Natsu acquiesça sombrement. De l'eau goutta de sa chevelure rosée. Ils élaborèrent leur plan pendant encore quelques minutes. Une fois d'accord sur la marche à suivre, ils se levèrent. L'offensive était lancée.
Le vent giflait sa peau. Les cordes lui entaillaient les poignets et cisaillaient son ventre. L'odeur âcre de fumée provenant du feu obstruait ses narines et écorchait ses poumons. Elle toussa. Sa poitrine lui fit mal. Sa vue était floue et elle ne parvenait pas à distinguer les silhouettes installées près du foyer. Ses cheveux tombaient dans ses yeux et elle parvenait à en sentir l'odeur écoeurante. Un mélange douçâtre d'herbes et de terre qui venait attaquer ses yeux. Sa chute les avait enchevêtrés et parsemés de débris. Un sifflement continu venait lui vriller les tympans tandis qu'elle tentait de relever la tête. Elle avait mal. Ses tempes battaient furieusement au rythme de son sang qui pulsait dangereusement dans ses veines. La nausée lui vint et elle ne put retenir la bile qui venait d'arriver dans sa bouche. Écurée par son état, Jubia ferma les yeux. Ses cils collèrent à ses joues, et elle se rendit compte qu'elle avait pleuré.

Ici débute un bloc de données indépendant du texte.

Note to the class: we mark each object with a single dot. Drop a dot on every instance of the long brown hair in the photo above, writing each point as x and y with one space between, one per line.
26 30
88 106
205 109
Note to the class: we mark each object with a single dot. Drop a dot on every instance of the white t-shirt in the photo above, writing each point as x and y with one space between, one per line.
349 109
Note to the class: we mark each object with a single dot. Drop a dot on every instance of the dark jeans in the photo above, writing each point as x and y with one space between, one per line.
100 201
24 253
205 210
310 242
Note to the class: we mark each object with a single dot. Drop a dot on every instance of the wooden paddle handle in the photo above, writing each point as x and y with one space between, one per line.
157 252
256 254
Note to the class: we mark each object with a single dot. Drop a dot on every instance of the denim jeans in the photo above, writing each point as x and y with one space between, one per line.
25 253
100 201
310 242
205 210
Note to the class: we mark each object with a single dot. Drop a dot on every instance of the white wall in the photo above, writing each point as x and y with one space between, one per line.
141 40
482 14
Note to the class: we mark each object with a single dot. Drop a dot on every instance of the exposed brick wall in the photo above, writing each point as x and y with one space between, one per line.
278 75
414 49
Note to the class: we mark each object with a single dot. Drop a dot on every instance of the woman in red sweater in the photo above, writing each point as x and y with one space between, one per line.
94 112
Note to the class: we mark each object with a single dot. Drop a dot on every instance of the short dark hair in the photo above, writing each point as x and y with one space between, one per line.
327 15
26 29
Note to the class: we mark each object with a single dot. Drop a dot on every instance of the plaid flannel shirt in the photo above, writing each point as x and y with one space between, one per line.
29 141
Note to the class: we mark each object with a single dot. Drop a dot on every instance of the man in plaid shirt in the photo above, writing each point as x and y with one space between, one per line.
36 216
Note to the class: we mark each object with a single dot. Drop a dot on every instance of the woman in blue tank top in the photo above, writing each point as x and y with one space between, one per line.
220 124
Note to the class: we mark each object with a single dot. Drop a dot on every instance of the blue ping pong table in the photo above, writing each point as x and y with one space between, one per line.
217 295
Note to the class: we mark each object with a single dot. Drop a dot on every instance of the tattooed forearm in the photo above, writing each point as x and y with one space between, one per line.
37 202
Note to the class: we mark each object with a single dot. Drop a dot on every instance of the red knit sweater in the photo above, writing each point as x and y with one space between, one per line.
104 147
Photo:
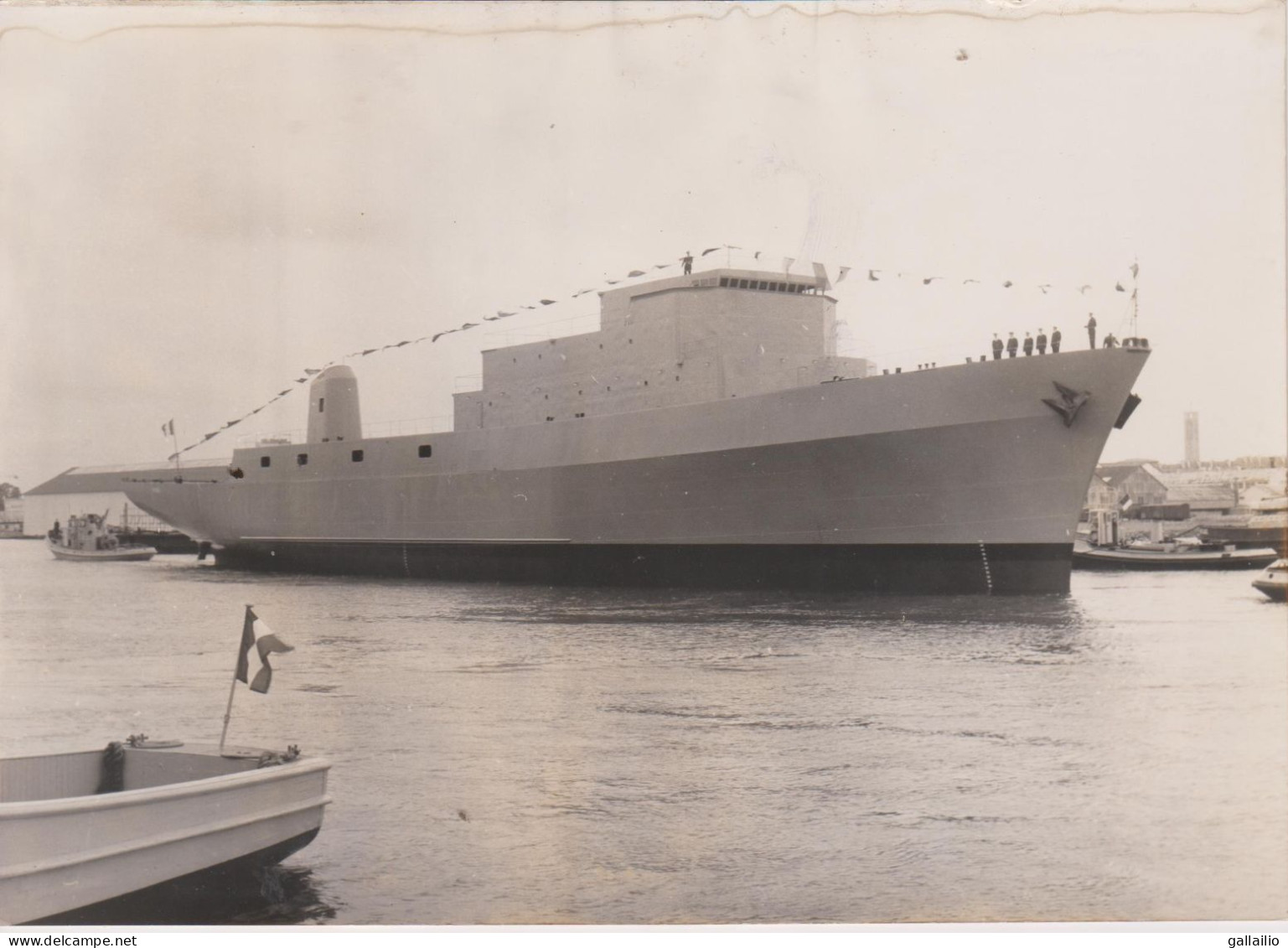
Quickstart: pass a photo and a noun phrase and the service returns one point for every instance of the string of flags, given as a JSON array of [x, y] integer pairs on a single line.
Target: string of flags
[[820, 273]]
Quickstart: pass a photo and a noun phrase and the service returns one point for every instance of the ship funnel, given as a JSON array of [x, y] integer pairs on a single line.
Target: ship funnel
[[334, 414]]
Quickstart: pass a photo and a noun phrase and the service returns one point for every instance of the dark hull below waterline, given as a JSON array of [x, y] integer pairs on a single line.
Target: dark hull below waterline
[[184, 897], [913, 568]]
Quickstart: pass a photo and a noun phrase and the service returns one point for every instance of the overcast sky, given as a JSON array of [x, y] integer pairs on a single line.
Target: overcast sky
[[189, 215]]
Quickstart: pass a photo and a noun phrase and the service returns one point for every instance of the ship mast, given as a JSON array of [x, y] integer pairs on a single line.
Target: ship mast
[[1135, 300]]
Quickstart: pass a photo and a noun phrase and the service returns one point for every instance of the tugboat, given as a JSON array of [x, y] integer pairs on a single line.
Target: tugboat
[[1170, 556], [1274, 581], [88, 539]]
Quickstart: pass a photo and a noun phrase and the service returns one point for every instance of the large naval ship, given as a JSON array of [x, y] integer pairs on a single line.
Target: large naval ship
[[707, 434]]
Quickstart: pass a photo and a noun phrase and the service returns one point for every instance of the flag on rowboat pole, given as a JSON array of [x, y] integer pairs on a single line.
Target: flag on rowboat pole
[[256, 633]]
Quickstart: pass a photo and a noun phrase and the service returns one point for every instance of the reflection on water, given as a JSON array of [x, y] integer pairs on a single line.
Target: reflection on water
[[277, 895], [525, 754]]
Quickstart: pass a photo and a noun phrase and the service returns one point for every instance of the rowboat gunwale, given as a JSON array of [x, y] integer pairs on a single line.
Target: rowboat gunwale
[[21, 809]]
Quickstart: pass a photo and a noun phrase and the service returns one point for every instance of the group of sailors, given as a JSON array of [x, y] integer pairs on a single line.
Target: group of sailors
[[1012, 345]]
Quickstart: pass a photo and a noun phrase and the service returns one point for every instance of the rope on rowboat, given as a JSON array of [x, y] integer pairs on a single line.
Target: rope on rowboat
[[112, 774]]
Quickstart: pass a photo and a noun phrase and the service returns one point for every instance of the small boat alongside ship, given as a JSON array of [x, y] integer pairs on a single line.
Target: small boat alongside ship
[[1173, 554], [88, 539], [1274, 581], [85, 827]]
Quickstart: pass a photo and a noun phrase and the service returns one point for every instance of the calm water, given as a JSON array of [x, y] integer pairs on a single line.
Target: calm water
[[525, 754]]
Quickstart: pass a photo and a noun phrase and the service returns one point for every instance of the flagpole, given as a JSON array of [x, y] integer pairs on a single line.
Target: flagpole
[[232, 692], [174, 439]]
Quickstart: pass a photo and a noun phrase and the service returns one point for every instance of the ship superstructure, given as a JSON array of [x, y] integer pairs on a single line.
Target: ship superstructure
[[707, 434]]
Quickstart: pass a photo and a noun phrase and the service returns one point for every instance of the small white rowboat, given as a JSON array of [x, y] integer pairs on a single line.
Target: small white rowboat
[[125, 553], [69, 840]]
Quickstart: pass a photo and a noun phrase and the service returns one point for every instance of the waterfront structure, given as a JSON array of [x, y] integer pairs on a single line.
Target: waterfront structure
[[706, 434], [1137, 482], [1192, 439]]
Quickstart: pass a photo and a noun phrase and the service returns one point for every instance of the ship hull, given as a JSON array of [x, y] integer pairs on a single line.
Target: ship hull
[[885, 568], [960, 479]]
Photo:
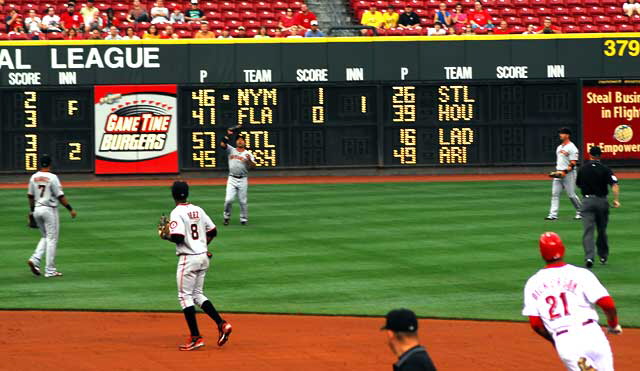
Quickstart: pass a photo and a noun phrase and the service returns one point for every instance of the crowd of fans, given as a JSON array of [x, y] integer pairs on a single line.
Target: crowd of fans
[[86, 21]]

Comme dans un brouillard, elle tenta de reconnaitre les lieux. Alors qu'elle parvenait tant bien que mal à soulever ses paupières, une rafale de vent vint soulever sa lourde chevelure bleue et elle put constater qu'elle était liée contre un rocher. Elle en sentait les aspérités dans son dos. Ses bras étaient d'ailleurs meurtris par la paroi de pierre qui était pressée contre sa fragile peau. Son manteau, ou bien sa robe, fendu jusqu'au haut de ses cuisses était désormais complètement déchiré et le vent frais venait mordre sa peau nue.
Elle se rendit compte qu'une tempête faisait rage au dehors. La pluie martelait quelque chose qui la surplombait. Surement une paroi rocheuse, semblable à celle à laquelle elle était rattachée. Désormais, alors qu'elle prêtait attention au phénomène météorologique, elle pouvait percevoir l'odeur de mouillé et de terreau qui lui parvenait de l'extérieur. Une nouvelle rafale de vent vint la gifler de toute sa puissance. Leur abri n'était décidément pas isolé du monde extérieur. Une grotte, ou une caverne. A n'en pas douter.
Jubia était assise à même le sol et en ressentait toute l'humidité et la fraicheur. La froideur semblait s'insinuer dans ses habits, transperçait sa peau et venait pétrifier ses muscles douloureux. Elle était complètement engourdie et ankylosée. Le moindre infime mouvement lui arrachait un gémissement de douleur. Maudite drogue !
Alors qu'elle sentait son esprit s'éclaircir peu à peu, des cris se firent entendre.